See that to the left there, that photo? That is what we call les courgettes, people. I can see you all now, rolling your eyes, ready to launch into the annual moan and groan of those whose gardens overfloweth with zucchini.
Bring them to me instead. Here’s the deal: I love zucchini, love love love it, and somehow it knows that and refuses to grow in my garden. I’d take a crappy cell phone photo of how nastily it doesn’t grow in my garden and post it here, but that would make me even sadder than I already am about the lack of zucchini in my life.
I planted six hills of three zucchini seeds each this year, thinking that maybe this year would be my year. Maybe this year would be the year that I, too, could whine and moan about all the zucchini I was so overwhelmed with, maybe I, too, could leave bags of zucchini on neighboring steps under cover of darkness.
But no. To date, there have forthcome from my garden (don’t roll your eyes at that phrasing either) only two small green zucchini and three tiny yellow zucchini (also known, in my homeland, as summer squash). I sauteed them all in garlic and olive oil with plenty of salt and ate them in one sitting. Since then – and this was a few weeks ago – nada.
What am I doing wrong? I do not have a thumb of death. That is how my neighbor describes herself, recounting the days when she had an entire room in her apartment set aside as a houseplant mausoleum. My thumb is pretty damn green, and I’m not saying that in self-defense. I specialize in wildly multiplying perennials, and my gardens are awash in flowers.
So it’s maddening that the one thing that grows out of control in everyone else’s garden refuses to grow in mine. When I was visiting my parents a month or so ago I went out to inspect my father’s garden. Good Lord! It’s a garden of dreams, including his three long rows of zucchini plants, each of which was laden with les courgettes (say it, you’ll like the way that phrase rolls off the tongue), including one that was harboring a giant the size and color of a small crocodile, which I plucked and hauled up to the house so that everyone could marvel at the enormity of it.
And then there’s me, the disgruntled one at the Farmer’s Market lugging the three trays of zucchini around in the plastic bag, having forked over her weekly $5. What is wrong with me?
Bees? I think we had that problem when we lived in MI. No pollination.
Regardless of the reason why, I am sorry about your lack of les courgettes. I, too, love them–especially sauteed, with a yogurt-dill-garlic-cayenne sauce on top (via Deborah Madison). Yum.
When I was little, they were unknown in England. Instead we had marrows, which were exactly the same thing but just allowed to grow to a ridiculous size and become almost inedible, heaven only knows why, since they are so prolific and so much better eaten small. Courgettes were foreign and suspect, I suppose!

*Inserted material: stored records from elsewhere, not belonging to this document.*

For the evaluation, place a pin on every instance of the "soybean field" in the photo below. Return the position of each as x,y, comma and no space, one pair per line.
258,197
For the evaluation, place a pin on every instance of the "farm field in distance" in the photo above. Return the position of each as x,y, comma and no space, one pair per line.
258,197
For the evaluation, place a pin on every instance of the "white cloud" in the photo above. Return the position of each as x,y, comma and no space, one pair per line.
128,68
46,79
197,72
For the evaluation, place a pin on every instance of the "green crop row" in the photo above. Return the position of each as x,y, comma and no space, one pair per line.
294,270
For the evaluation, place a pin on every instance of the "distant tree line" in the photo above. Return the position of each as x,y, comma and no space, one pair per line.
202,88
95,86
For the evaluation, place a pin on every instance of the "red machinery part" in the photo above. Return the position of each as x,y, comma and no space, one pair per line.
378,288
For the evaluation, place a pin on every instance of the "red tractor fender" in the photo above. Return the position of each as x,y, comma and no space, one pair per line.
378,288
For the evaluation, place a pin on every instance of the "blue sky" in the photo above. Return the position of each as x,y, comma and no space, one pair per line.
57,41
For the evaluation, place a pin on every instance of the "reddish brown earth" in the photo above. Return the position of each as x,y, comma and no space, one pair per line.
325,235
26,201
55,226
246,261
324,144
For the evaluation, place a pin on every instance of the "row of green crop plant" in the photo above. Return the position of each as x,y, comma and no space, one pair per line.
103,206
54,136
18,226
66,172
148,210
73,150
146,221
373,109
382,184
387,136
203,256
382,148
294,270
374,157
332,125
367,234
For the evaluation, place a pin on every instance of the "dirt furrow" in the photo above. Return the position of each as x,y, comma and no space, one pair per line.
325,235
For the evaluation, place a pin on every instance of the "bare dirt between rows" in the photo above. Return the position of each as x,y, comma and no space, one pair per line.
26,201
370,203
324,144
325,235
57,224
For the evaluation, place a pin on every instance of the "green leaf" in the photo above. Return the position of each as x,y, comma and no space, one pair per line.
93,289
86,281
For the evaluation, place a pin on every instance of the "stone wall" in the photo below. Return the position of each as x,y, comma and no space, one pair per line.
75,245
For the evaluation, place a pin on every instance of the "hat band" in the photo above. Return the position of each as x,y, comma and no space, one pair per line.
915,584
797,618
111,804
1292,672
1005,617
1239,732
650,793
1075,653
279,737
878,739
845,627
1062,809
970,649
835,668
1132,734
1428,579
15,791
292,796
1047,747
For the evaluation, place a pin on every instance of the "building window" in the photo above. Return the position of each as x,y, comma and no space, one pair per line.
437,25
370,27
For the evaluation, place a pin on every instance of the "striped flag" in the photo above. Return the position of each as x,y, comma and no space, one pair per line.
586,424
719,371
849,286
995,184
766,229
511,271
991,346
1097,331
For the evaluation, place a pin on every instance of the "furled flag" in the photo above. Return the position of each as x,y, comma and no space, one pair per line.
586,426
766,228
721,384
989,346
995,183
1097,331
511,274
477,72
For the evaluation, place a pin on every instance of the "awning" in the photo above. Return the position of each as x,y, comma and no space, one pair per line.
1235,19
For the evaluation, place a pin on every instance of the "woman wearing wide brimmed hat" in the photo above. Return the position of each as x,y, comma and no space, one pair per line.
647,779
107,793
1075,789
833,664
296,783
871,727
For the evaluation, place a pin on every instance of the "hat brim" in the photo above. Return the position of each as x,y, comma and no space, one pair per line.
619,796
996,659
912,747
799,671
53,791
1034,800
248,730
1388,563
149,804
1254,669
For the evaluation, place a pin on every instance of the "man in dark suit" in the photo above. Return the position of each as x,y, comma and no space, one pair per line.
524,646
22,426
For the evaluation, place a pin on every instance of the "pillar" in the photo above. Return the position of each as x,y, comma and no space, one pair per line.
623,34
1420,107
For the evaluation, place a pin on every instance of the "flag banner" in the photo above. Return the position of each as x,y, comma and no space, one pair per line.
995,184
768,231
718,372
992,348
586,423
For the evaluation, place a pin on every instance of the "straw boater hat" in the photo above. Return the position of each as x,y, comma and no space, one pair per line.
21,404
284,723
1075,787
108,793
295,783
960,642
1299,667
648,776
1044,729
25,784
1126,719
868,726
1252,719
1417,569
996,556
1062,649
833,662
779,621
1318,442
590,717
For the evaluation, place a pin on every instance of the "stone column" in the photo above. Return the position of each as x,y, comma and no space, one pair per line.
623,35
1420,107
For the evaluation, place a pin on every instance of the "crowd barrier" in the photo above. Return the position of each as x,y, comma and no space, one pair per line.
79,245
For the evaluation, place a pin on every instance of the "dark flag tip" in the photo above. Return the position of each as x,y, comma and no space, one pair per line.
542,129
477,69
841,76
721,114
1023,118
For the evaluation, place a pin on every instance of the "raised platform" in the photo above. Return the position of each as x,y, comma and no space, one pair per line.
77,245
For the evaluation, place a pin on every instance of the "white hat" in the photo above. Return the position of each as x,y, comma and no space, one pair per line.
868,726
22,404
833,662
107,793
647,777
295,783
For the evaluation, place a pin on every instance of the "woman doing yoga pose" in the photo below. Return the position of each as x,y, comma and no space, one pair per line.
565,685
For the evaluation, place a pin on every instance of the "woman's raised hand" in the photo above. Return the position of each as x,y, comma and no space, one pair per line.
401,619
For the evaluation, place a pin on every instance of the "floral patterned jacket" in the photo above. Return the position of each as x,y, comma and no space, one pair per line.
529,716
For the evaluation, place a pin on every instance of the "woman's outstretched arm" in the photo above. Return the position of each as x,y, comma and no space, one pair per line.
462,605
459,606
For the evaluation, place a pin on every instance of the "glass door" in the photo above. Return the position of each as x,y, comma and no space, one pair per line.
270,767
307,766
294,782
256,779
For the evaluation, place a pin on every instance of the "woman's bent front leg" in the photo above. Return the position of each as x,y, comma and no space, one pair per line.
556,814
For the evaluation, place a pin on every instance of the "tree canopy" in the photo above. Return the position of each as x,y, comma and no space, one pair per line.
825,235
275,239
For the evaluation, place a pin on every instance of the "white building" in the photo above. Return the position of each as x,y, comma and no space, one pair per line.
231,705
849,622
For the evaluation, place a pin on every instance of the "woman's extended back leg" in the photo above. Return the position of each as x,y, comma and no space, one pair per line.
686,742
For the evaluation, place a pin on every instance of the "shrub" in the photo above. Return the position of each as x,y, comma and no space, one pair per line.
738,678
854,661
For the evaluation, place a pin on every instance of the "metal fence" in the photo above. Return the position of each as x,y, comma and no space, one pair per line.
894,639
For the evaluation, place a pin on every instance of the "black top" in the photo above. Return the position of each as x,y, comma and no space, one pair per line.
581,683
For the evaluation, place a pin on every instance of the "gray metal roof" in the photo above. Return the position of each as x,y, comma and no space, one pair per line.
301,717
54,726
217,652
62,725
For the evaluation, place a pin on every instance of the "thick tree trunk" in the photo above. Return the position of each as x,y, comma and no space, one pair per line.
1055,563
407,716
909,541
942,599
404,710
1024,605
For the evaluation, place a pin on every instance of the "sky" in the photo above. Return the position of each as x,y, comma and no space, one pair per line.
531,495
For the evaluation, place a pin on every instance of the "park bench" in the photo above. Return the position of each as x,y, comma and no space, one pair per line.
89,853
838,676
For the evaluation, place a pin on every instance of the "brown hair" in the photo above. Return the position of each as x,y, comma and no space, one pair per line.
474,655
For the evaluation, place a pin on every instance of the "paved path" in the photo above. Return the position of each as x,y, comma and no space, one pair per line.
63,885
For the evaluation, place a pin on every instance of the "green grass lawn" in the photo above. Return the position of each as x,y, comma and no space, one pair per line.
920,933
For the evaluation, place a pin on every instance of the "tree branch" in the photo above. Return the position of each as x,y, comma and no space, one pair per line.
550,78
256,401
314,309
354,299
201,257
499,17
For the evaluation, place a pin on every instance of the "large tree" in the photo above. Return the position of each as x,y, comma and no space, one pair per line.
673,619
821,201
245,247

I heard that somewhere, I think it might have been Salt Lake City, you are warned never to leave your car unlocked overnight during the zucchini season, as when you return to it in the morning it will be stuffed full of zucchini!
All squash plants have such beautiful form and flowers too, I think. You can even eat those, of course, but I must say I’ve never tried.
Location, location, location. Once thought of as merely a–the–variable in the real estate biz, it is now apparently insinuated itself into “the zucchini situation.” The Farmers’ Markets up in the 3/4ths-of-the-Way-to-Fargo growing zone have been well-stocked with greens and yellows; little cute ones and ones that we refer to as Ethel Mermans (okay, we really don’t call them that, but how does one describe zucchini that is larger than life?). Going price: 25 cents at some stands; 20 at others. If I’d only known, I would’ve sent a boxful with the Thorson Memorial Kids taking the Julia Gillian tour.